This medical procedure involves the creation or reshaping of the vagina. Vaginoplasty is sometimes performed to revise vaginal anomalies and congenital conditions such as absence of a vagina at birth, as well as to repair the area following disease or injury.
As with other procedures, like plastic surgery of the nose (rhinoplasty), vaginoplasty may be undertaken for functional reasons, aesthetic reasons, or a combination of the two.
Vaginoplasty evokes very strong emotional responses (both pro and con) far more often than more common procedures like rhinoplasty. There is considerable controversy regarding surgery on some patients, notably children with “ambiguous genitalia” who have no pressing medical or functional need.
In some jurisdictions, vaginoplasty is currently required by law in order for trans people to change the sex marker on government documents.
Some women in our community choose bilateral orchiectomy prior to or instead of vaginoplasty.
The most common vaginoplasty technique performed on women in our community uses tissue from the existing genitalia to create the vagina (the penile inversion technique), although in some cases the lack of tissue may require additional skin grafts taken from the buttocks or near the hip bones. Some surgeons use a two-stage procedure which includes a labiaplasty at a later time. A more complicated procedure using a segment of colon (colovaginoplasty) may be performed if there is very little existing tissue to use, although the complexity of the procedure and higher complication rates make it a less preferable option in most cases.
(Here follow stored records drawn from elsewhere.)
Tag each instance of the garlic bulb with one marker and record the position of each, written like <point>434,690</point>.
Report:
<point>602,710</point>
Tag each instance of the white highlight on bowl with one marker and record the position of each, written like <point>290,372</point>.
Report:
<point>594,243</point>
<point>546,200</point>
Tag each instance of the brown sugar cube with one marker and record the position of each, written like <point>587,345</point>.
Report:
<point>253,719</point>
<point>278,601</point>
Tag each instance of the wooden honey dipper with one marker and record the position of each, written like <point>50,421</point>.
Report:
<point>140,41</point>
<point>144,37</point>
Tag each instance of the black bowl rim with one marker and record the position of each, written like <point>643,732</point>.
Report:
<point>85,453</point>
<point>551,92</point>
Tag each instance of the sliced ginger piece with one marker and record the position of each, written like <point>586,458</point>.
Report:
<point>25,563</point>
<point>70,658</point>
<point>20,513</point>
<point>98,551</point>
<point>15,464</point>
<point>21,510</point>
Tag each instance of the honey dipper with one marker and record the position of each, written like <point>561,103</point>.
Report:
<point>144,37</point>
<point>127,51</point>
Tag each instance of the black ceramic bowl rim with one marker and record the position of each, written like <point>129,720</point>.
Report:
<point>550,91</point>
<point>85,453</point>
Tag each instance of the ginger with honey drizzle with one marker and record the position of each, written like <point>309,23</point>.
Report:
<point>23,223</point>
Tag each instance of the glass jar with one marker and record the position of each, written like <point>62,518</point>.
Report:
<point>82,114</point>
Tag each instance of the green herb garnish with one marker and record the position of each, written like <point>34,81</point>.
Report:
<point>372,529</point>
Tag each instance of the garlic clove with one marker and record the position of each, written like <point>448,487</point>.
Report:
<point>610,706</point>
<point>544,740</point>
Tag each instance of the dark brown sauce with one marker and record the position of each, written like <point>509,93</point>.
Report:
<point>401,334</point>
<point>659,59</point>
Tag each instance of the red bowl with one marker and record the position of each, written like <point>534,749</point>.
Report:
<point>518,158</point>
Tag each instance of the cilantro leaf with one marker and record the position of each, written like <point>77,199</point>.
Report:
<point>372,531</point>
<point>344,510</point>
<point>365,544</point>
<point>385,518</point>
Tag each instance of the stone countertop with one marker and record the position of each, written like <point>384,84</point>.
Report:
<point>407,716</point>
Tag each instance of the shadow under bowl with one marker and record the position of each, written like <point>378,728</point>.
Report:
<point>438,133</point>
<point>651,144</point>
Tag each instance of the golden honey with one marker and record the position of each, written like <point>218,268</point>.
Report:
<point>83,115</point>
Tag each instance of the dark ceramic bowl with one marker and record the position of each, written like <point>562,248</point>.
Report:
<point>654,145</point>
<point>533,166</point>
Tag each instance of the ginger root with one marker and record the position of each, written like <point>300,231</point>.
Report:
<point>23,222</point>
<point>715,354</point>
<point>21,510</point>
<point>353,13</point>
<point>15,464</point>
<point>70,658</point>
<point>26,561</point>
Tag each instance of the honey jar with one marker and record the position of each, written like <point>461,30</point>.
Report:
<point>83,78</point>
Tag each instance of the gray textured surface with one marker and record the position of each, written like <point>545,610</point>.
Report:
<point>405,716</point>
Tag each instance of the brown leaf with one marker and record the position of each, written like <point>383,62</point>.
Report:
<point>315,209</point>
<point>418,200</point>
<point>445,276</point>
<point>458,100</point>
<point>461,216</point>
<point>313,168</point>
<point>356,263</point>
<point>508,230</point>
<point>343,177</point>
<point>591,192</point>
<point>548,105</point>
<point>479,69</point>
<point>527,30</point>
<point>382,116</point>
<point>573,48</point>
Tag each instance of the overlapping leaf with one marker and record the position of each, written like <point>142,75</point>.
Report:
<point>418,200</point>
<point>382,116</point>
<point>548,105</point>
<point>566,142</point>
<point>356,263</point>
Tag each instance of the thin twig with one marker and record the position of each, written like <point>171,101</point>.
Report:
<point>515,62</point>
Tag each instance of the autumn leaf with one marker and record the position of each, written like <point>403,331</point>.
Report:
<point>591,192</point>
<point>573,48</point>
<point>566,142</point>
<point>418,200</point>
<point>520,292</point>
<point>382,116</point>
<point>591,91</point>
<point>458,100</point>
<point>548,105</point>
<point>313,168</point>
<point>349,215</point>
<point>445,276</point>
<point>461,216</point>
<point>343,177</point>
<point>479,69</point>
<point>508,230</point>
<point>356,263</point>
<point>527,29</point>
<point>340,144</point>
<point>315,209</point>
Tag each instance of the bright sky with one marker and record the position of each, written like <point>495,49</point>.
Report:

When performed on women in our community, the procedure has been given many suggested names over the years:
- sex reassignment surgery (SRS)
- sexual reassignment surgery
- sex change operation
- “the operation”
- genital reassignment surgery
- genital modification
- genital plastic surgery
- gender reassignment surgery (GRS)
- genital reconstruction surgery
- genital repurposing surgery
- gender reinforcement surgery
- gender affirmation surgery
- gender confirmation surgery
These terms each have nuances in meaning that are simultaneously useful and problematic (to be discussed at length in the future). To avoid these semantic and political issues, this section uses the medical term for this procedure except when citing the works of others.
This section of Transgender Map is dedicated to the fond memory of Fran Kern. Fran was a personal assistant for Dr. Meltzer’s recovering patients, who passed away on December 24, 1998. Those whose lives she touched with her caring and compassion will not forget the kindness that emanated from her.